Nous appelons communément pornographie une image – photographique, dessinée ou vidéo – sexuellement très explicite. L’origine étymologique de ce mot est issue du grec ancien pornográphos, un dérivé de pórnê désignant ceux et celles qui vendent leur corps, autrement dit les prostitués, et de gráphô, qui signifie « peindre », « écrire » ou « décrire ».
La théoricienne française Dominique Baqué, dans son ouvrage Mauvais genre(s), érotisme, pornographie, art contemporain, en donne une définition plus ontologique et décrit la pornographie comme un “tout montrer” : « Parmi les règles que se donne la pornographie, la plus radicale est sans doute celle du “tout montrer” et du “tout voir” »[1]. Car l’intérêt même de la production de telles images est de satisfaire la pulsion sexuelle et de trouver la jouissance grâce à la vue d’une exposition de l’objet de désir, dévoilé et offert, soit la nudité absolue ou le “tout montrer”.
La pornographie peut se définir comme une présentation complaisante d’images tabous dont la consommation, jugée honteuse et perverse, est interdite à un public mineur. Cependant, le fait d’observer la nudité ne connaît plus de jugement moral quand le voyeur scrute le corps non pas pour en tirer du plaisir mais pour y déceler les signes de la maladie. Il convient d’oublier sa pudeur, même la plus intime, celle qui nous est enseignée, imposée, et dont l’atteinte est réprimée par la loi, lorsque c’est l’œil professionnel du médecin qui examine les recoins de notre anatomie. Dans le cabinet médical, ainsi que dans le bloc opératoire, on se plie à cette règle du “tout montrer” sans que le terme “pornographie” ne soit approprié.
Nous pouvons nous demander où se situe la limite entre une nudité dite obscène et une nudité scientifique. Cette question est d’autant plus intéressante que l’univers médical et la relation entre médecin et patient n’a de cesse de nourrir l’imaginaire pornographique. De nombreux réalisateurs de film X ont mis en scène des consultations où les gestes du praticien sont détournés en attouchements sexuels. L’industrie du sexe a parallèlement mis à la vente des accessoires proches du speculum gynécologique et des robes d’infirmière affriolantes.

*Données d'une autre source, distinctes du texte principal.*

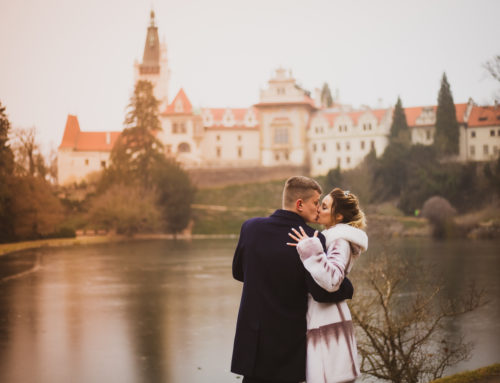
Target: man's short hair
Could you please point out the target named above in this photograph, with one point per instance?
(299, 187)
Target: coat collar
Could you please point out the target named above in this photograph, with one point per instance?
(289, 215)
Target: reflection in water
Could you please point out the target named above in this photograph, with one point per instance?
(165, 311)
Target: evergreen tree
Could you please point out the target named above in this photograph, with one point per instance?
(138, 149)
(6, 170)
(447, 134)
(399, 127)
(326, 96)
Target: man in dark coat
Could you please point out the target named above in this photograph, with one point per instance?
(270, 341)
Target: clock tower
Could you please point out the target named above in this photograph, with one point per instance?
(154, 65)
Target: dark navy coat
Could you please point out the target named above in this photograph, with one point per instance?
(270, 341)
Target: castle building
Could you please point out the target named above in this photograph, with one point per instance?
(285, 127)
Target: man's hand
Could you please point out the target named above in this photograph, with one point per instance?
(299, 236)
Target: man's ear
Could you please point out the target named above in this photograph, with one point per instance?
(299, 204)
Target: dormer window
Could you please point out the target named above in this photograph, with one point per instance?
(179, 108)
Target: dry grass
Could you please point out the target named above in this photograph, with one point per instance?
(489, 374)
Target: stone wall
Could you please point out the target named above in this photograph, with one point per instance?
(213, 177)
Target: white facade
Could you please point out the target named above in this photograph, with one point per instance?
(342, 138)
(286, 127)
(76, 166)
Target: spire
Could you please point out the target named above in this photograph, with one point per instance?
(151, 57)
(152, 23)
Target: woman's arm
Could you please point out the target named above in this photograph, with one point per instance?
(328, 270)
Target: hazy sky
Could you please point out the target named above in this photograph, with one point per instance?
(61, 57)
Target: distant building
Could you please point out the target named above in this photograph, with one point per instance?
(82, 153)
(285, 127)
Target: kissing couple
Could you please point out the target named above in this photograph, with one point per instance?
(293, 322)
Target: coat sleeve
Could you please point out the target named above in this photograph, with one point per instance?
(238, 272)
(327, 270)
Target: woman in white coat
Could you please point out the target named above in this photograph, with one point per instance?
(331, 346)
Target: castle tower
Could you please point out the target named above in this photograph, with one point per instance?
(284, 112)
(154, 65)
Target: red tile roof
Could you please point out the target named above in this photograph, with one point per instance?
(484, 116)
(75, 139)
(187, 108)
(71, 132)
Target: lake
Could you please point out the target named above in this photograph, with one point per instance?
(165, 311)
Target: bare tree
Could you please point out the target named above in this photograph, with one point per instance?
(29, 160)
(493, 67)
(400, 322)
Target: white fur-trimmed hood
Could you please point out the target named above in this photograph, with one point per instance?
(343, 231)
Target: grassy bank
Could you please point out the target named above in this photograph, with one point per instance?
(489, 374)
(222, 210)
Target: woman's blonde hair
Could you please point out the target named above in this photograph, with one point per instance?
(347, 204)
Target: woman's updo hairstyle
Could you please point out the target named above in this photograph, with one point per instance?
(347, 204)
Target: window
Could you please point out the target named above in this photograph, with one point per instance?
(183, 148)
(281, 135)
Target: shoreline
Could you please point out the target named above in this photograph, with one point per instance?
(12, 247)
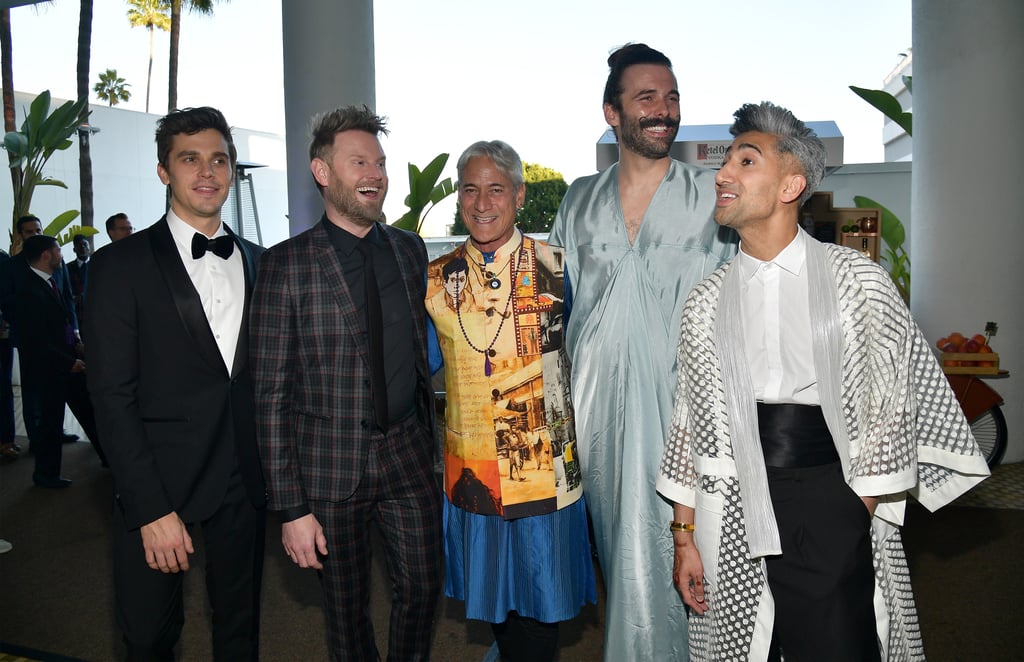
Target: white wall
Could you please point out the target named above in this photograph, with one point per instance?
(968, 210)
(124, 171)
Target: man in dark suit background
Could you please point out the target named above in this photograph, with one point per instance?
(12, 274)
(167, 343)
(345, 409)
(78, 273)
(51, 367)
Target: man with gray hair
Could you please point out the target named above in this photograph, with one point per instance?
(808, 406)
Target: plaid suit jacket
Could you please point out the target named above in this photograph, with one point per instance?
(311, 367)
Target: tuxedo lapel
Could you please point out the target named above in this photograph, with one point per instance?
(186, 300)
(249, 270)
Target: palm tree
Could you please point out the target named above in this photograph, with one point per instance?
(151, 14)
(7, 74)
(112, 88)
(197, 6)
(84, 156)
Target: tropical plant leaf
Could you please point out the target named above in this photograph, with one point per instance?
(441, 191)
(424, 190)
(50, 181)
(74, 231)
(889, 106)
(16, 145)
(409, 220)
(55, 226)
(893, 232)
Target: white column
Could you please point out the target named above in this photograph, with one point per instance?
(968, 262)
(329, 63)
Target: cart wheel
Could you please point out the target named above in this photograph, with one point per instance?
(989, 430)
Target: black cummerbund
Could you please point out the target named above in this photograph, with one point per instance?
(795, 436)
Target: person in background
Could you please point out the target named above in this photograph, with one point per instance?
(9, 450)
(13, 273)
(636, 237)
(808, 406)
(51, 364)
(516, 543)
(167, 341)
(78, 273)
(345, 411)
(119, 226)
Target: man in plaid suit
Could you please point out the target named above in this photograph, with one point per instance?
(345, 409)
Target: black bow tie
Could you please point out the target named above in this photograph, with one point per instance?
(220, 246)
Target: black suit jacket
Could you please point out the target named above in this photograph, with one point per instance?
(43, 318)
(173, 421)
(78, 279)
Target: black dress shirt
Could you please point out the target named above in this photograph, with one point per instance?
(397, 318)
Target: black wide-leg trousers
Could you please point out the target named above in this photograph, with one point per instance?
(823, 582)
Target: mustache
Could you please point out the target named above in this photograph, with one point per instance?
(669, 122)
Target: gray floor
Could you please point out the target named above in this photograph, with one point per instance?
(55, 594)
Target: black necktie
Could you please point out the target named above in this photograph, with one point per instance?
(219, 246)
(375, 329)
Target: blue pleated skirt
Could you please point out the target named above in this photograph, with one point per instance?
(540, 567)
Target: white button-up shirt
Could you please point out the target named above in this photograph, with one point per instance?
(777, 326)
(220, 283)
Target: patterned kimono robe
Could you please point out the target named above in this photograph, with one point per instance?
(902, 430)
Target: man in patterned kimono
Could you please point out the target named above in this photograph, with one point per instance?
(808, 407)
(637, 237)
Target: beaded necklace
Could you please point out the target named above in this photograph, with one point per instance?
(488, 352)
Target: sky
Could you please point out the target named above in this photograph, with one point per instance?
(530, 73)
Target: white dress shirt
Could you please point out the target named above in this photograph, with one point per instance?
(220, 283)
(777, 326)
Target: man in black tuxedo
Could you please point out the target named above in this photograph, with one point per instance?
(167, 341)
(51, 367)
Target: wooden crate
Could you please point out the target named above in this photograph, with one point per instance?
(972, 357)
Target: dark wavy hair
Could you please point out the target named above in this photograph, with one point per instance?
(622, 59)
(190, 121)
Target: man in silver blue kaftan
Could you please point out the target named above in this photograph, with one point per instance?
(637, 238)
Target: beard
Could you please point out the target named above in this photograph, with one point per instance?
(634, 138)
(347, 203)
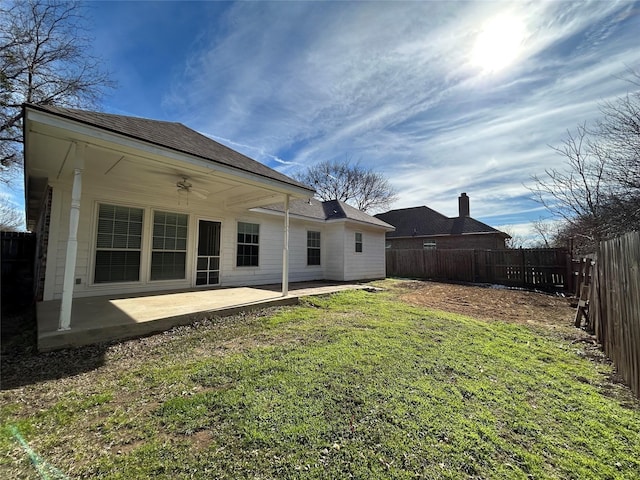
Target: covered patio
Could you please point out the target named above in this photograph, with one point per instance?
(118, 317)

Autrefois, les médecins se contentaient d’observer des échantillons de sang et autres humeurs du corps. La proximité entre un médecin et le corps du patient – celle qui s’établit durant les consultations telles que nous les connaissons aujourd’hui- est assez récente dans l’histoire de la médecine et expliquerait la déviance et les origines d’un fantasme. En chirurgie, cette proximité entre corps patiental et le regard du praticien prend un autre sens, plus ambigu encore. Le chirurgien a accès à la nudité encore plus intime d’un patient incapable de maitriser la moindre situation.
Au bloc opératoire, la règle du « tout montrer », pourtant spécifique à la pornographie, devient un mot d’ordre : le corps du patient est totalement dénudé pour que l’équipe chirurgicale puisse avoir accès sans encombre à la partie à opérer, mais également par mesure d’hygiène. Une mesure qui exige que l’équipe de praticiens ne porte que des sous-vêtements sous des tenues stériles. Tous les codes sociaux transmis par le vêtement et les codes de coquetterie, d’apparence, disparaissent entre les murs clos du bloc au profit de l’hygiène et du pratique.

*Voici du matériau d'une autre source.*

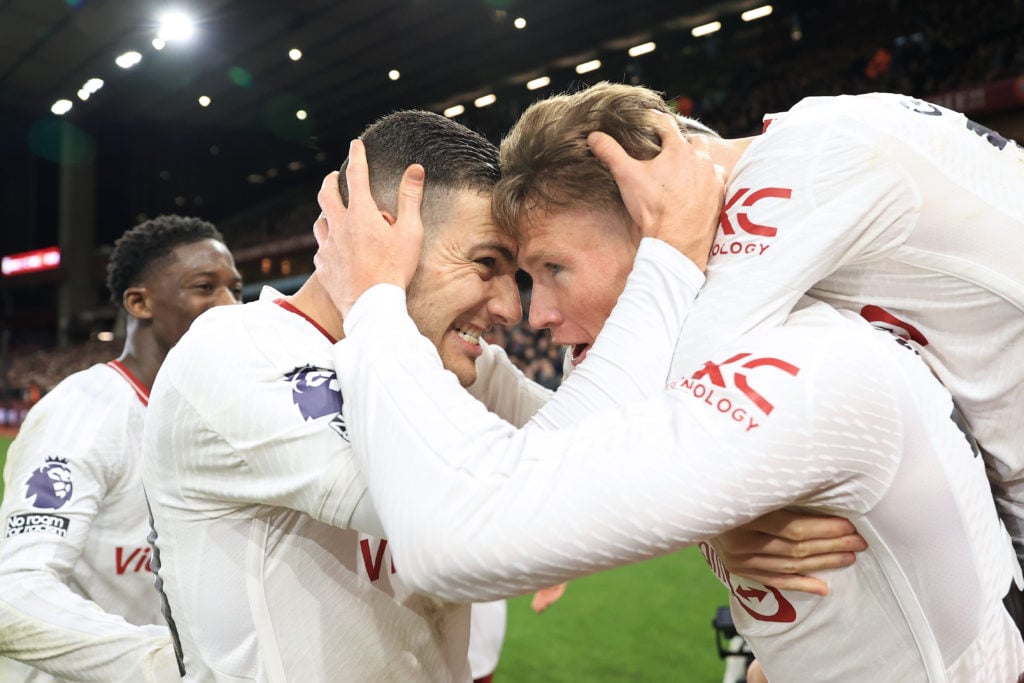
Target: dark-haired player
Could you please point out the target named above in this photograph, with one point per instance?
(76, 593)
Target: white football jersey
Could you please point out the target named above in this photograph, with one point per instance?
(904, 212)
(268, 550)
(76, 591)
(822, 413)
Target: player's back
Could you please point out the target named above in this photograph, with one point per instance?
(251, 484)
(910, 215)
(74, 506)
(925, 599)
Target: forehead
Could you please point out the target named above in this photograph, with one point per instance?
(469, 225)
(558, 230)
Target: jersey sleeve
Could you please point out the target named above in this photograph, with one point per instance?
(805, 200)
(43, 623)
(266, 452)
(476, 509)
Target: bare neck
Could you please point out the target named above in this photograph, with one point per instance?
(314, 301)
(142, 353)
(726, 153)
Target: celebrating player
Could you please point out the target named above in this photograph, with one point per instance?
(821, 412)
(76, 593)
(269, 548)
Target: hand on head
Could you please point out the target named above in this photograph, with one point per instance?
(359, 246)
(675, 197)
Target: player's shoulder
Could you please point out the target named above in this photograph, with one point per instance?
(93, 392)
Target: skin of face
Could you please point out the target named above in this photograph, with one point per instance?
(194, 278)
(465, 284)
(579, 259)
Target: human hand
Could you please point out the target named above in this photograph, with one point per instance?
(547, 597)
(781, 548)
(677, 196)
(361, 246)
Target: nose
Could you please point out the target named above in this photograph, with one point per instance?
(544, 310)
(505, 304)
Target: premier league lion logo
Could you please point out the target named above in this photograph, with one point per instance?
(50, 484)
(316, 393)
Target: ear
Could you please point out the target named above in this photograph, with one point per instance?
(136, 303)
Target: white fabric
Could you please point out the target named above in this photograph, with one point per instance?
(889, 202)
(76, 592)
(258, 508)
(486, 634)
(823, 414)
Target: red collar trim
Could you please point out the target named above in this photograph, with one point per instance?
(289, 307)
(140, 390)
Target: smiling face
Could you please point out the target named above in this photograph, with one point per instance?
(465, 283)
(192, 279)
(579, 259)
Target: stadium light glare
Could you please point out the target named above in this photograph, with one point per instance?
(642, 48)
(757, 13)
(61, 107)
(537, 83)
(706, 29)
(128, 59)
(175, 26)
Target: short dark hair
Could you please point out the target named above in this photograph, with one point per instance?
(454, 158)
(136, 250)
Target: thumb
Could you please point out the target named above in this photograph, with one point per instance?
(608, 151)
(321, 229)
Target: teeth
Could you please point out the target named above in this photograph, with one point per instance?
(471, 337)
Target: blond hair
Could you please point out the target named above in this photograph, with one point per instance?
(546, 163)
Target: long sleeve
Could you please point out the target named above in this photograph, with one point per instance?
(68, 501)
(812, 195)
(476, 509)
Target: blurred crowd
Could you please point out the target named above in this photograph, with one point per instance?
(919, 47)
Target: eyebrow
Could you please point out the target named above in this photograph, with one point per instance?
(501, 249)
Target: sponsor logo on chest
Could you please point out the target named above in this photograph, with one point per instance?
(739, 229)
(728, 387)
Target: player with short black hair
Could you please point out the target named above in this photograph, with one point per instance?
(76, 593)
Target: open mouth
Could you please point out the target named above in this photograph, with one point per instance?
(579, 353)
(469, 336)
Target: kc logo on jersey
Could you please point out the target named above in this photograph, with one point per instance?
(50, 484)
(316, 393)
(736, 223)
(762, 602)
(716, 384)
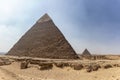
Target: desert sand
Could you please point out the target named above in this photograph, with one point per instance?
(33, 72)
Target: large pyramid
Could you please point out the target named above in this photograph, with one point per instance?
(44, 40)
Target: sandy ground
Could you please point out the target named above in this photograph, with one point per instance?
(13, 72)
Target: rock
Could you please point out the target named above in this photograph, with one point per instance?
(89, 68)
(45, 66)
(24, 65)
(95, 67)
(77, 66)
(107, 66)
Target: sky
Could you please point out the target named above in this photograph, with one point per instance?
(91, 24)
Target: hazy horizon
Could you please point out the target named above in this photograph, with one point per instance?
(90, 24)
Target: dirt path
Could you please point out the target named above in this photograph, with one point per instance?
(7, 75)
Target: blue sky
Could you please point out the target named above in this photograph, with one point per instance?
(92, 24)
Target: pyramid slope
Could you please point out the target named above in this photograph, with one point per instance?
(44, 40)
(86, 53)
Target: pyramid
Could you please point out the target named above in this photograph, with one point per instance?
(86, 53)
(43, 40)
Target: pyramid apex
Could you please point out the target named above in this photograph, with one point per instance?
(44, 18)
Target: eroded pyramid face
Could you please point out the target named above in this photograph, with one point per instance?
(86, 53)
(43, 40)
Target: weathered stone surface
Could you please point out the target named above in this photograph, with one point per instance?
(46, 66)
(24, 65)
(86, 54)
(44, 40)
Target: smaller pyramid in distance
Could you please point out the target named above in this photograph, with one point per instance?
(86, 53)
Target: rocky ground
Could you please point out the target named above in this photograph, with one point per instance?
(10, 69)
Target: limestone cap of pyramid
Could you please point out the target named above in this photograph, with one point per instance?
(44, 18)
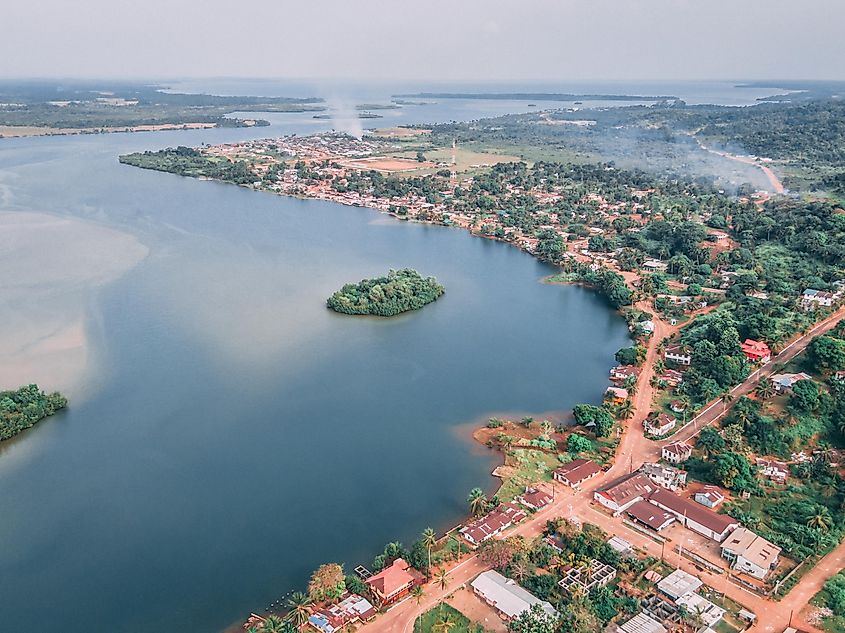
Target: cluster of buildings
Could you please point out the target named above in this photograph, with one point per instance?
(662, 612)
(506, 515)
(648, 498)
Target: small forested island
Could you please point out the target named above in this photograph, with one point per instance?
(400, 291)
(21, 409)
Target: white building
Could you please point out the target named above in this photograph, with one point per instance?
(678, 354)
(679, 583)
(750, 553)
(814, 299)
(507, 597)
(676, 453)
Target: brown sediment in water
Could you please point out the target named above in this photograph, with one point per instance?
(50, 266)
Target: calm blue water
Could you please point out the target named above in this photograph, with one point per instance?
(237, 433)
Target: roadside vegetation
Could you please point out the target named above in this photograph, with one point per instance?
(400, 291)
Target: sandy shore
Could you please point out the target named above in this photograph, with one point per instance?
(50, 266)
(17, 131)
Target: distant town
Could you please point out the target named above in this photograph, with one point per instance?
(652, 511)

Mais comment l’œil du chirurgien, cet œil devenu organe pornographique par excellence avec Georges Bataille, peut-il se détacher de toute forme de désir quand le praticien dessine sur le corps nu d’un patient avant d’en inciser les chairs ?
Pendant des siècles, l’intérieur du corps humain a fait l’objet d’un tabou qui a rendu toute dissection impossible et contribué à ralentir les progrès des sciences médicales. Aujourd’hui encore, dans les hôpitaux, les blocs opératoires sont comme des théâtres fermés et tenus à l’abri des regards.
Ainsi, si la pornographie c’est « tout montrer », la chirurgie va plus loin. Elle pénètre et met à jour la nudité la plus profonde, l’intimité la plus extrême, celle qui est cachée par la peau.
En résumé, pratiquer l’acte chirurgical c’est aller par-delà la pornographie.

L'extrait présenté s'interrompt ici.